I thought I would feel angry being that close to her. But mostly I was curious. I couldn't see her face and the only picture I had seen was her mug shot that I found in the newspaper. Despite the fact that the kids come home filthy from their visits I felt better knowing she had completed and passed a parenting class. Now I don't know how long they are but I bit back the urge (well at least until later in the day) to wonder why it had taken her 9 months to complete it. Then the judge dismissed us and we were asked to leave the court room. She went to stand in the vestibule and I had no choice to follow. So I walked out stuck out my hand and introduced myself. And there was this woman smiling. I took out the clothes and she said I have yours at home. And suddenly I relaxed a bit.

We went to sit on the couch in the hall to wait for the caseworker and I made every effort to try and break the ice. She didn't ask me many questions but I tried to tell her what was going on with her kids. I tried to treat her how I would want to be treated if I had somehow ended up on that side of the couch. I showed her a picture of all four at the Waterpark on my phone and she asked if I could send it. And while this may be a moment of kindness I later regret I did send it. And she seemed very happy about it. So much so that Jelly Bean asked me how her Mom got it when she came home from her visit later that night. In my heart I felt sad for her. In just that short hour I learned that this was a woman who really did seem to care about her kids but just didn't have the tools:the knowledge, the money, the support. It didn't make me better than her as I sometimes want to think. I'm sure it was hard to sit across from me. I get to know what is going on in her kid's world. I get to kiss them goodnight. I get the everyday pictures. They call me Mom too. She gets 2 hours a week with a stranger watching.

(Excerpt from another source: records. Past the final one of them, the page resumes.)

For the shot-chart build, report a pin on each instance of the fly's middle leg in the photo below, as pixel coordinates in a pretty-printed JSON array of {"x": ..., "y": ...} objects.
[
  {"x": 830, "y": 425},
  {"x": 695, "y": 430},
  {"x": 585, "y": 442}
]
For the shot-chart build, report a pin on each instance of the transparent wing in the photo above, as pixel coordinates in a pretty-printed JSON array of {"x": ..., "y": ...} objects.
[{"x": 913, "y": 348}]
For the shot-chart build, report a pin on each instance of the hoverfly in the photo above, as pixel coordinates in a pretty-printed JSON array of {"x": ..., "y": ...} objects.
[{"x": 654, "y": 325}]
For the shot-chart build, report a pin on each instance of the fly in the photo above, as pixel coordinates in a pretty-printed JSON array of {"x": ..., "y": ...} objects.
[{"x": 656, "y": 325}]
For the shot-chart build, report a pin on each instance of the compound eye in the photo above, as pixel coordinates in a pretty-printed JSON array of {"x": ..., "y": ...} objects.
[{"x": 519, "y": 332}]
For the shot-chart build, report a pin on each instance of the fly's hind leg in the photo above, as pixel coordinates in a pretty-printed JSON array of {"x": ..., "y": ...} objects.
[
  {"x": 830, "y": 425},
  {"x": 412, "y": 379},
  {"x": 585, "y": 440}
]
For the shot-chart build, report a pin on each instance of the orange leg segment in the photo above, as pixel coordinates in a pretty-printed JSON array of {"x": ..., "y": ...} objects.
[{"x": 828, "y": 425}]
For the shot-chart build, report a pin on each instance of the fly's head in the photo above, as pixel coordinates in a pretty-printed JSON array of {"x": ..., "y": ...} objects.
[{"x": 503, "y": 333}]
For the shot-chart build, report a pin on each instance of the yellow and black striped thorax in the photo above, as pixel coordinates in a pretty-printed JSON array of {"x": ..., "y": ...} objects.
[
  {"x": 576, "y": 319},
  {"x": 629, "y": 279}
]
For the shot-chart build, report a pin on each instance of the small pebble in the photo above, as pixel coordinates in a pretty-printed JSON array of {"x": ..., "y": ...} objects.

Now I'm not saying that she shouldn't have only 2 hours with a supervisor as she did beat the snot out of her kids and made very bad decision where her life is concerned but in that time period I reached a different level of understanding. And I guess a new level of comfort. I don't think she is one of the people that just likes to beat on others. She was way overwhelmed. And knowing the kids and seeing her circumstances I could see how someone might get to that place. My fear though is how much is going to change that she won't be right back in that same place. Especially since now these kids have had even more trauma and anger than before.

The caseworker had already asked us if we could help facilitate a long transition home and this is a women I will be seeing again. She is also the one who will ultimately make the decision to allow me to see these children that I love so much once they do return home. So beyond the "Golden Rule" attitude there was some selfish motivation which seemed to take away the emotions I thought I would feel and replace them with this confidence and peace I wasn't expecting. Ok and maybe a small piece of me was hoping she would see how much we love the kids and how good they are doing and just say "if you let me see them you can have them". But of course that is fantasy and selfish but the thought creeps in every once in a while.

We chatted for a little longer and then walked out with the caseworker. She shared some concerns about the kid's sisters and their current placement and there is a possibility that we will respite for them during their spring break. They will be getting some more supports but if that doesn't work they may disrupt. In which case as crazy as it would be we would take them too. Because the other piece to this case is that these kids need to learn how to get along and stop fighting as much as their mother needs to learn how to not hit them. And if they don't do that before they move back I feel their chances of coming back into the system are much higher.